Jerseyans need 'conservative change' like hole in head

Property taxes in Tenafly are among the highest in Bergen County. So what's the explanation for why the borough Police Department still uses this outdated Ford Crown Victoria Police Interceptor, above and below?



By VICTOR E. SASSON
EDITOR

I'm searching through another upbeat Governor Christie column for something truly ridiculous the GOP bully said during the second presidential debate on Wednesday night.

But Charles Stile, who often sounds more like Christie's spin doctor than a skeptical reporter, cheated readers, only providing part of the quote in his Page 1 column in The Record today:

"I'm a Republican in New Jersey.

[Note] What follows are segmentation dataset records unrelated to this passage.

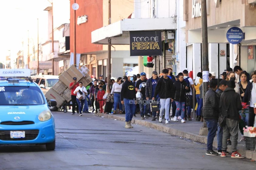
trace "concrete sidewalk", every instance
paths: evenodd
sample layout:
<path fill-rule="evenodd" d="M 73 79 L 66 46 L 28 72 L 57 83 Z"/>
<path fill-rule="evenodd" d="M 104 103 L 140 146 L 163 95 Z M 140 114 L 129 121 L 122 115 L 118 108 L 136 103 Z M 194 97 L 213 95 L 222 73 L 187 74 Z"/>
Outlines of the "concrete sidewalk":
<path fill-rule="evenodd" d="M 124 128 L 125 125 L 125 115 L 122 114 L 107 114 L 98 113 L 97 115 L 98 116 L 104 116 L 104 117 L 120 120 L 124 122 Z M 157 119 L 156 121 L 151 121 L 151 118 L 145 119 L 141 119 L 140 115 L 137 114 L 136 117 L 133 117 L 131 123 L 133 126 L 136 126 L 138 124 L 142 125 L 150 128 L 169 133 L 171 135 L 180 136 L 187 138 L 193 141 L 206 144 L 207 136 L 199 135 L 200 128 L 202 127 L 202 122 L 196 122 L 195 119 L 192 119 L 192 121 L 186 121 L 186 123 L 182 123 L 180 120 L 177 122 L 171 121 L 169 124 L 165 124 L 164 119 L 163 119 L 163 123 L 160 123 Z M 238 141 L 237 145 L 237 151 L 242 155 L 247 158 L 256 160 L 256 152 L 254 150 L 247 150 L 245 148 L 245 142 L 240 142 L 241 134 L 238 131 Z M 217 136 L 214 138 L 213 146 L 217 147 Z M 228 146 L 228 151 L 231 152 L 230 145 Z M 215 149 L 216 151 L 216 149 Z"/>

I wake up every morning as an outsider" (A-8).

Of course, just the opposite is true:

Christie is the ultimate insider who cozy ups to powerful corporations like United Airlines, and installs his cronies at the Port Authority, the huge transportation agency that also serves as the region's patronage mill.

It gets worse

Christie, as reported by WNYC-FM this morning, said he brought "conservative change" to New Jersey, and claimed the state really needed it.

Like a hole in the head.

Well, Christie did cap property taxes, as a conservative would, but they continue to go up and he failed miserably to fulfill a 2009 campaign promise to lower them.

Is the state's sluggish economy the "conservative change" he is talking about or the mess he's made of state pensions, mass transit, the environment and so many other areas?

Other 'news'

The only other "news" on the front page today are two more stories about Rutgers University's football team (A-1).

On the Local front, Road Warrior John Cichowski doesn't discuss the penalties against the drivers who struck or killed crossing guards and doesn't recommend they be increased as a deterrent (L-1).

He names Pawothil Abraham, 63, of Bergenfield as the driver who knocked down Jo-Ann Hans, 60, on Tuesday morning, and says among the charges against him is "failing to heed a crossing guard."

That's meaningless to readers without information on the penalty, and what happened to other drivers charged with the same traffic offense.

Should knocking down a crossing guard bring a criminal charge and a prison sentence? 

Space filler

Cichowski doesn't venture to say.

Instead, he fills his columns with tons of statistics, and often gets them wrong. 

Cichowski may succeed as a space filler, but he fails miserably as a journalist and an opinion columnist, a flaw he shares with long-winded word pusher Mike Kelly.

The news story that reports Hans' condition has improved doesn't even mention the driver or what police might have to say about why he struck the crossing guard, who was in critical condition (L-1).

When I Googled "Pawothil Abraham," the driver, I got one hit that gave the name as "Abraham Pawothil."